No mês seguinte, os soviéticos mandaram ao espaço a cadela Laika, primeiro ser vivo a fazer tal viagem. E os irmãos Judica Cordiglia contam que interceptaram sinais deste lançamento também. Achille era estudante de medicina e identificou os batimentos cardíacos do animal. Para ter certeza, eles acordaram o pai – que era médico e professor universitário – e auscultaram seu cachorro de estimação para comparar os sons, conta o filme.
Cosmonautas perdidos
O dia 28 de novembro de 1960 trouxe as gravações que servem como argumento mais forte contra a versão de que Gagarin foi o primeiro homem no espaço. O Observatório Radioastronômico de Bochum, na então Alemanha Ocidental, comunicou que havia recebido sinais diferentes dos que costumavam vir dos satélites soviéticos.
Os irmãos Judica Cordiglia também captaram aqueles sinais, e ouviram também uma mensagem de SOS em código Morse. Baseando-se no efeito Doppler, eles perceberam que a nave estava se afastando cada vez mais da Terra, em vez de seguir a órbita.
O sinal de rádio compreendia, mais uma vez, o que eles afirmam serem sinais de vida. Segundo Achille, era possível ouvir respiração e batimentos cardíacos. Ele tocou a fita para um professor, que identificou os mesmos sinais.
“Dois dias depois, mais uma vez, a União Soviética anuncia que pôs em órbita uma nave espacial, desta vez de 7,5 toneladas, e que ela se desintegrou. Estranha coincidência”, questiona Achille, no documentário. Moscou sempre negou que tivesse sido um voo tripulado.
O histórico voo de Gagarin também está nos documentos dos dois irmãos. No filme, eles mostram uma gravação feita na manhã de 12 de abril de 1961, que afirmam ser de conversas entre o cosmonauta e o comando da missão em terra.
As gravações mostradas de 23 de maio de 1961 são as mais assustadoras. Em russo, uma voz feminina diz que está com muito calor, que vê uma chama e pergunta se a nave vai se destruir, antes de o sinal ser interrompido.
Os irmãos alcançaram fama na Itália por conta das gravações. Tinham espaço na mídia nacional e conseguiram verba para montar uma antena maior, numa colina, local mais apropriado que o telhado da casa dos pais. Chegaram a fazer uma visita à Nasa, como prêmio obtido num programa de televisão.
Suas atividades chegaram ao fim em 1965. Em 7 de abril, a Rádio Moscou, veículo oficial do governo soviético, afirmou que as gravações eram falsas e desmentiram as informações de que poderia haver cosmonautas perdidos. Segundo os irmãos, as afirmações da rádio foram uma vingança e uma tentativa de silenciá-los, porque suas descobertas “incomodavam".
“Teoria da conspiração"
A saga dos irmãos Judica Cordiglia, no entanto, não convence a todos. O astrônomo brasileiro Ronaldo Rogério de Freitas Mourão não acredita que alguém tenha viajado ao espaço antes de Gagarin.

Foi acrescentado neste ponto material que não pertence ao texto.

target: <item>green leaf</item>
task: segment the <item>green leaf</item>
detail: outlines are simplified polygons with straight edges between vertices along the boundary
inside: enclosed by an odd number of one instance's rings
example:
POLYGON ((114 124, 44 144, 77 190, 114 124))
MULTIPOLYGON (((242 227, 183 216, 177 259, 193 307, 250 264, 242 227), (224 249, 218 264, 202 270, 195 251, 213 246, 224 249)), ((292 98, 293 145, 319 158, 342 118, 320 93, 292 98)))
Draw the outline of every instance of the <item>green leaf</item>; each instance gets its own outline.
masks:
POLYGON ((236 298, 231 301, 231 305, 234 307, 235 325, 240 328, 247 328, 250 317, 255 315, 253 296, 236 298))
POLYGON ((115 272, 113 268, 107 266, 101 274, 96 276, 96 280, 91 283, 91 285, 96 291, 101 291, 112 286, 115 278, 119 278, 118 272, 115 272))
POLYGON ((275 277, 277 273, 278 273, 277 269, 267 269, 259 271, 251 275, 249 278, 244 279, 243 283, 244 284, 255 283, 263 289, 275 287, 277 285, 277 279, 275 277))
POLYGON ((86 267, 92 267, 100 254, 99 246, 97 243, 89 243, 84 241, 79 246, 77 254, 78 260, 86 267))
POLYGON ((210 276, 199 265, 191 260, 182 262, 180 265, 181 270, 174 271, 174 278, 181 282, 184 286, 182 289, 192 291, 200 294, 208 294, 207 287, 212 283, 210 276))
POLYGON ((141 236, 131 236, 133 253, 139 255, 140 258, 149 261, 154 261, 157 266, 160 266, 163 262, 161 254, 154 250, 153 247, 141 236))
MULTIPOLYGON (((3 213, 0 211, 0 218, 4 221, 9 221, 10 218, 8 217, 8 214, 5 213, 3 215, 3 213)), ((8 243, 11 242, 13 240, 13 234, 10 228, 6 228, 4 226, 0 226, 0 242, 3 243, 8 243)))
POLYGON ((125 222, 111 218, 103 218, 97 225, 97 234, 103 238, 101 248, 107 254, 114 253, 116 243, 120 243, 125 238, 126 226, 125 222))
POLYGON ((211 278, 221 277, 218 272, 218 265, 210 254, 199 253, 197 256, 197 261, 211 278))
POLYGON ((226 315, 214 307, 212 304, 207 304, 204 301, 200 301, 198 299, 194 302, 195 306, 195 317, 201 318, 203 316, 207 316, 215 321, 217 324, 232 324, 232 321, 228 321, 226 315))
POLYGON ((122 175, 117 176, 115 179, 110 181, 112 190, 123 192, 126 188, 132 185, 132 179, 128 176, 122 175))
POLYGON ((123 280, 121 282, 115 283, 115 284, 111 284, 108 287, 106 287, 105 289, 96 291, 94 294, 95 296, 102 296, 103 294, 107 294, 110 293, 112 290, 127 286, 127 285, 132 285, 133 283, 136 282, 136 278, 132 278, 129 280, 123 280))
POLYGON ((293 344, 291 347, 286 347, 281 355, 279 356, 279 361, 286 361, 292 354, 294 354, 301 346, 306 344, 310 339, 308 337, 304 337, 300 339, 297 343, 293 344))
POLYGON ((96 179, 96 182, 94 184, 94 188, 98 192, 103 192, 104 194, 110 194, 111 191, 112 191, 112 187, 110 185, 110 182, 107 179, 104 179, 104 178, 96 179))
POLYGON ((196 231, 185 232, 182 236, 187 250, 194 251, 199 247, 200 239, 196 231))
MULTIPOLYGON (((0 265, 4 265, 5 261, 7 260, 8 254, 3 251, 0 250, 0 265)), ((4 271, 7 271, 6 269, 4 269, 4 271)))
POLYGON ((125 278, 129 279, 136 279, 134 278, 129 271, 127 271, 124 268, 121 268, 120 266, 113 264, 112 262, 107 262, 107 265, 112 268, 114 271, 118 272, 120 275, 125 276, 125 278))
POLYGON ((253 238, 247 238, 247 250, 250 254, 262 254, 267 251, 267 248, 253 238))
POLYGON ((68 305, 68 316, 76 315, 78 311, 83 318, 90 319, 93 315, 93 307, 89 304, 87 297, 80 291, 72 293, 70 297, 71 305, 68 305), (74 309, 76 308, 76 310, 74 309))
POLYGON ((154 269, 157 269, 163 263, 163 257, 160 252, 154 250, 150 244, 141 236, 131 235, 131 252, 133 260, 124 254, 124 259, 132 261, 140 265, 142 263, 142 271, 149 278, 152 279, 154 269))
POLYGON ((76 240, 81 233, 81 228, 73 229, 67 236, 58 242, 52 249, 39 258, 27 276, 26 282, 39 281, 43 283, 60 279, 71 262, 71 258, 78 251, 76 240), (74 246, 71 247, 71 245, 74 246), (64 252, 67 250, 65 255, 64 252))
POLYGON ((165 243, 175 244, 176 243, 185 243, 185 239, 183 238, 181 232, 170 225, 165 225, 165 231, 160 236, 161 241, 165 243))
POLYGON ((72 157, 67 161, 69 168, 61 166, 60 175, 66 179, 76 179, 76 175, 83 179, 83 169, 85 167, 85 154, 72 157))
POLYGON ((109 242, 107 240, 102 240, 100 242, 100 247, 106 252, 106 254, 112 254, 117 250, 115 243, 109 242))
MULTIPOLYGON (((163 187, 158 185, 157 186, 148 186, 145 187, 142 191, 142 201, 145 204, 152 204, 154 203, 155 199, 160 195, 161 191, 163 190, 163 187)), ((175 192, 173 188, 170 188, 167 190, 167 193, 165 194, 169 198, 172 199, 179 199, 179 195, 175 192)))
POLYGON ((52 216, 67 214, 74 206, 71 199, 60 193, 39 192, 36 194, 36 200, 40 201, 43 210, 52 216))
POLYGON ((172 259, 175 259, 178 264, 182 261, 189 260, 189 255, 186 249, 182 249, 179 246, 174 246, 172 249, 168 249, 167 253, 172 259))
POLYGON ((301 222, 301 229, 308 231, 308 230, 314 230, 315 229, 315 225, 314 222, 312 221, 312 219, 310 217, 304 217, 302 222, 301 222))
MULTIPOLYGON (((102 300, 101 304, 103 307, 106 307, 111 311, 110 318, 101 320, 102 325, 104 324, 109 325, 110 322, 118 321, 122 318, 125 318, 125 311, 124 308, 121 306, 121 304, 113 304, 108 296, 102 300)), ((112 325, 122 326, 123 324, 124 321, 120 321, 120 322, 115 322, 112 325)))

Ele não entra no mérito da autenticidade das gravações dos italianos, mas classifica como “teorias da conspiração” todas as versões que questionam o programa espacial soviético.
“Essas histórias caíram em descrédito após a queda da "cortina de ferro', muitos segredos do programa russo vieram à tona e nada sobre esse assunto [foi abordado]”, explica Mourão. “O programa russo contou com diversos fracassos que eles não esconderam”, acrescenta o astrônomo, justificando sua posição.
Mourão diz ainda que as tentativas de interceptar sinais de rádio não eram somente por curiosidade, nem eram feitas somente na Europa. “Havia muita escuta, existia o interesse norte-americano em desestabilizar a União Soviética e esse tipo de informação não passaria despercebida”, acredita o astrônomo, que é taxativo: “Se houvesse alguém antes de Gagarin, nós teríamos o conhecimento”.